Jan 5 , 2019
By BERHANE HAILEMARIAM ( FORTUNE STAFF WRITER )


The Oromia Revenues Authority is undergoing a massive restructuring, including transferring police and prosecutorial activities to the region's attorney general.

Initiated two months ago, the restructuring will be completed and implemented starting this month. Forming a new team to oversee tax audits, transferring police and prosecutors to another office and downsizing the structural division of the Authority into two are the three reforms.

The restructuring of the Authority is part of the reform process, which is being conducted in all of the Oromia Regional State's bureaus and offices with the aim of providing efficient, cost-effective and accessible services to the customers, according to Teshome Edetti, reform and ethics director at the Authority.

Under the regional state, there are a total of 64 bureaus, accommodating nearly half a million employees, out of which the Oromia Revenues Authority hired 186.

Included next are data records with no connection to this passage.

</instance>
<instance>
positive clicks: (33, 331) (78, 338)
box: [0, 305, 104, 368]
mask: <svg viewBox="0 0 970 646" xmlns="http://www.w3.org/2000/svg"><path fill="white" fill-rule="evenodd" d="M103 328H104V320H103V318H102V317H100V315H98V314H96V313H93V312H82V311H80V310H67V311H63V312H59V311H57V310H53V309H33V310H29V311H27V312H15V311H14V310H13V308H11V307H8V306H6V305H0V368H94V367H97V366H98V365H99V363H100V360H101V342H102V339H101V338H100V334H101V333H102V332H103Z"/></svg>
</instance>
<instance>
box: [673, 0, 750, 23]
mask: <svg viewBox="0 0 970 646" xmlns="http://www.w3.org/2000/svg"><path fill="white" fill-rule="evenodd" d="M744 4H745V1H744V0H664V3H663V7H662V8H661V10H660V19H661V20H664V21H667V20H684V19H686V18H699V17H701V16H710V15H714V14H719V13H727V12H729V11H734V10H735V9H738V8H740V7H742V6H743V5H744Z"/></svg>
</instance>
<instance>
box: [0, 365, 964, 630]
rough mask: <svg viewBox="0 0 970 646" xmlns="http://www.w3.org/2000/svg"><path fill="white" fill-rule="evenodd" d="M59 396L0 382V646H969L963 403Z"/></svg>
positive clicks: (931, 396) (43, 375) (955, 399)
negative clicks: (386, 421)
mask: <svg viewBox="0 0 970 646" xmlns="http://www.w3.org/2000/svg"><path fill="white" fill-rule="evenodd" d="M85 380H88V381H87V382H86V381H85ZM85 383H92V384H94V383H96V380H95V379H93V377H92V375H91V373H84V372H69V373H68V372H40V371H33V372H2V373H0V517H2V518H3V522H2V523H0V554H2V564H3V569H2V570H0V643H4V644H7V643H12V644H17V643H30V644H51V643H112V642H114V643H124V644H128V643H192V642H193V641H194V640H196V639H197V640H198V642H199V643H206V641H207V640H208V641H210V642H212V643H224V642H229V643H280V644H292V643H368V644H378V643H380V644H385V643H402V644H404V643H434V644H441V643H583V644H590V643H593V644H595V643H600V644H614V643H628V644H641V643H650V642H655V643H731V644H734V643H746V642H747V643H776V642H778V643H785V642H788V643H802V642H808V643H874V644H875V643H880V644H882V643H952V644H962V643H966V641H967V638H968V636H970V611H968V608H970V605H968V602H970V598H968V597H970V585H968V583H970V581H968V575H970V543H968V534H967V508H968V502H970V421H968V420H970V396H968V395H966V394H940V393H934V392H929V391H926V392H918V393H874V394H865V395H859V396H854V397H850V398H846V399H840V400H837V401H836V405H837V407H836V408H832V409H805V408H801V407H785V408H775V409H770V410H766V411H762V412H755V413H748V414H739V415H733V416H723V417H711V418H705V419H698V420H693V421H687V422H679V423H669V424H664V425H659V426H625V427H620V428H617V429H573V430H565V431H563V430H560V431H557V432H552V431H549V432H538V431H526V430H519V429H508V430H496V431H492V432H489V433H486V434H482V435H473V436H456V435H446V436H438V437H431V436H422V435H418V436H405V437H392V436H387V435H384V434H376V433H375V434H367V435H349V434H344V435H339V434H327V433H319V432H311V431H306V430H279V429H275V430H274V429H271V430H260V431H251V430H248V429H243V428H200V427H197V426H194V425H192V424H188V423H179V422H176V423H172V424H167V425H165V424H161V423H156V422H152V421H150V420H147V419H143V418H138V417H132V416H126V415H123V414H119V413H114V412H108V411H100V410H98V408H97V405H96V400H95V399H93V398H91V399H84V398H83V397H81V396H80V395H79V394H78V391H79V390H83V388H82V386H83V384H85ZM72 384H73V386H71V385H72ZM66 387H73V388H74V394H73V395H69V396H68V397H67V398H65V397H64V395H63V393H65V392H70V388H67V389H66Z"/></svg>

"Removing overlapping duties at offices and merging scattered duties into single offices are the major aims of the restructuring," said Teshome.

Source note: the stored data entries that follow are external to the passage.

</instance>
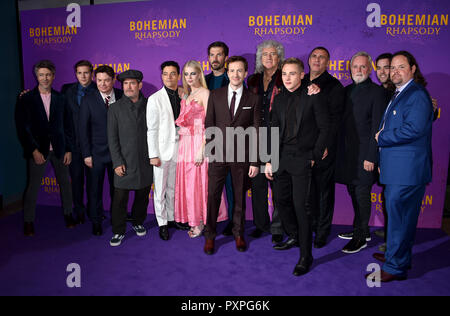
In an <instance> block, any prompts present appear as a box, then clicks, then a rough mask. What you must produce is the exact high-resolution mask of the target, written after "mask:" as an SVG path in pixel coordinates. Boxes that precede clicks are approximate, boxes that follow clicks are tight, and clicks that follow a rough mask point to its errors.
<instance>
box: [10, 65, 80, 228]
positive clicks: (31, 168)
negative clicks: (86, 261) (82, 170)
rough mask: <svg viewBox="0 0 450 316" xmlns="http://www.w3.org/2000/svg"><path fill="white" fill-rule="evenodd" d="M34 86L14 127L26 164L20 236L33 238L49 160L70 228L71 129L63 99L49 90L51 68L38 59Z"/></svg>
mask: <svg viewBox="0 0 450 316" xmlns="http://www.w3.org/2000/svg"><path fill="white" fill-rule="evenodd" d="M34 73H35V75H36V79H37V81H38V86H37V87H36V88H34V89H33V90H31V91H30V92H28V93H26V94H24V95H23V96H22V97H21V98H20V99H19V102H18V105H17V110H16V128H17V132H18V135H19V139H20V141H21V143H22V146H23V148H24V155H25V158H26V159H27V161H28V168H29V179H28V186H27V190H26V193H25V201H24V222H25V224H24V233H25V235H26V236H33V235H34V219H35V212H36V201H37V196H38V192H39V187H40V185H41V180H42V177H43V175H44V173H45V168H46V166H47V163H48V162H49V161H50V162H51V163H52V166H53V168H54V169H55V174H56V179H57V181H58V183H59V187H60V190H61V200H62V205H63V209H64V219H65V222H66V226H67V227H68V228H72V227H74V226H75V221H74V219H73V218H72V191H71V188H70V179H69V167H68V166H69V164H70V162H71V160H72V141H73V140H72V135H73V132H72V130H73V127H72V123H71V117H70V112H69V111H68V110H67V107H66V103H65V100H64V96H63V95H61V94H60V93H58V92H57V91H55V90H53V89H52V84H53V81H54V79H55V66H54V64H53V63H52V62H51V61H49V60H42V61H40V62H38V63H37V64H36V65H35V67H34Z"/></svg>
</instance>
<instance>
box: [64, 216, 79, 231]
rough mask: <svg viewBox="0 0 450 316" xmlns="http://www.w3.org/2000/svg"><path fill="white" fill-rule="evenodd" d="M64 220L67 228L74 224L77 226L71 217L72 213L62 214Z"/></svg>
mask: <svg viewBox="0 0 450 316" xmlns="http://www.w3.org/2000/svg"><path fill="white" fill-rule="evenodd" d="M64 221H65V222H66V227H67V228H74V227H75V226H77V223H76V222H75V220H74V219H73V217H72V214H68V215H64Z"/></svg>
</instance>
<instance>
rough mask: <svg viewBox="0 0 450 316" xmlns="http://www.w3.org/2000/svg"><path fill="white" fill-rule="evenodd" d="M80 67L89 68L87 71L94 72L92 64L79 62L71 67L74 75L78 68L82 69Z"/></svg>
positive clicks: (85, 60) (84, 60) (83, 60)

Police forces and prosecutors formerly assigned to the Authority’s structures in 315 weredas and 20 towns are removed and reassigned to their respective police prescient and Attorney General offices.

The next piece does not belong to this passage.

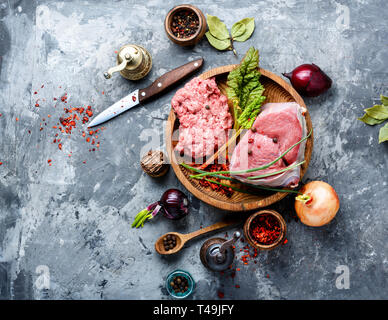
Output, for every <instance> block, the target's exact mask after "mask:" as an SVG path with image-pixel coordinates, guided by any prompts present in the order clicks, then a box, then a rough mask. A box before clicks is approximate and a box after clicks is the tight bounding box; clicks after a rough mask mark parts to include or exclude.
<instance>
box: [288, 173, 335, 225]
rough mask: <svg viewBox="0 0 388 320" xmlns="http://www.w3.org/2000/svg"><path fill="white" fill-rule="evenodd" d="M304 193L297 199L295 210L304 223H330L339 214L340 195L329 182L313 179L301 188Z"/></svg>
mask: <svg viewBox="0 0 388 320" xmlns="http://www.w3.org/2000/svg"><path fill="white" fill-rule="evenodd" d="M300 192H301V193H303V195H301V196H297V197H296V200H295V211H296V213H297V215H298V217H299V219H300V221H301V222H302V223H304V224H305V225H308V226H311V227H320V226H323V225H325V224H328V223H329V222H330V221H331V220H332V219H333V218H334V217H335V215H336V214H337V212H338V209H339V206H340V203H339V199H338V195H337V193H336V192H335V190H334V189H333V187H332V186H330V185H329V184H328V183H326V182H323V181H312V182H309V183H307V184H306V185H304V186H303V187H302V189H301V190H300Z"/></svg>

Police and prosecutors of the Authority were tasked with investigating tax evasion and initiating criminal cases in the courts.

The two mandates were removed from the Authority to ensure independence, check and balance duties and increase efficiency, according to Kebede Angassa, planning and budgeting director at the Authority. The authority administers 401,368 taxpayers, of which 22,215 are Category A, and 27,009 are Category B.

“New cases related to tax evasion will be switched to the Oromia Attorney General Office,” said Kebede.

The same power shift was made by the then Ethiopian Revenues & Customs Authority, two years ago. Following the formation of the Office of the Attorney General, the federal tax Authority lost its power to exercise any investigative and prosecutorial functions.


Yohannes Woldegebriel, a tax law expert, praises the reform but says the decision is long overdue.

"First of all, the revenue authority doesn't need the interference of prosecutors and the police in its structure," he said.


Even though the newly established Ministry of Revenues got its police force back again last month, it had lost the force that has been handling contraband and tax fraud issues. The police force was dissolved a decade ago with the arrival of the Business Process Re-engineering, a management restructuring that was implemented at civil service offices.

The other reform is the formation of a quality assurance team, the new department formed by the restructuring will focus on overseeing audit procedures to detect audit problems and flag them when it finds big discrepancies.

The quality assurance team would reduce taxpayer complaints and create accountability, according to Yohannes. "But it should give more attention to the auditors' qualifications and experience," he said.

The reform has also reduced the Law Enforcement, Education & Communication and Operation divisions into two by merging the first two divisions and forming the Tax Development & Classification Division.

The change decentralises the hierarchy, which enables the Authority to focus on policy issues and support, as well as capacity building and supervision, according to Simegn Nigussie, communications director of the Authority. The Authority has collected 34.8pc of the annual target of 15 billion Br in the first quarter of the current fiscal year.

Human resource allocation will follow the restructuring. The Authority has already finalised a directive for staff allocation, after forming a committee.


"The reassigning and allocation of employees was started this week," he said Simegn.

The Authority's tax collection performance has recovered last fiscal year, showing a 25.8pc increase from the previous year. The value of tax revenue collected from the office in the 2015/16 fiscal year and the following year declined by 21.3pc and 11.7pc, respectively.

"The political unrest engulfed the region, causing the decline," said Simegn.

Last fiscal year the Authority conducted tax assessments for businesses under a presumptive tax, a scheme applied for businesses without a book of accounts.

In the assessment process, the Authority detected 57,000 businesses operating illegally and brought them into the formal system, according to Simegn.

"This has positively contributed to last year’s tax collection performance,” said Simegn.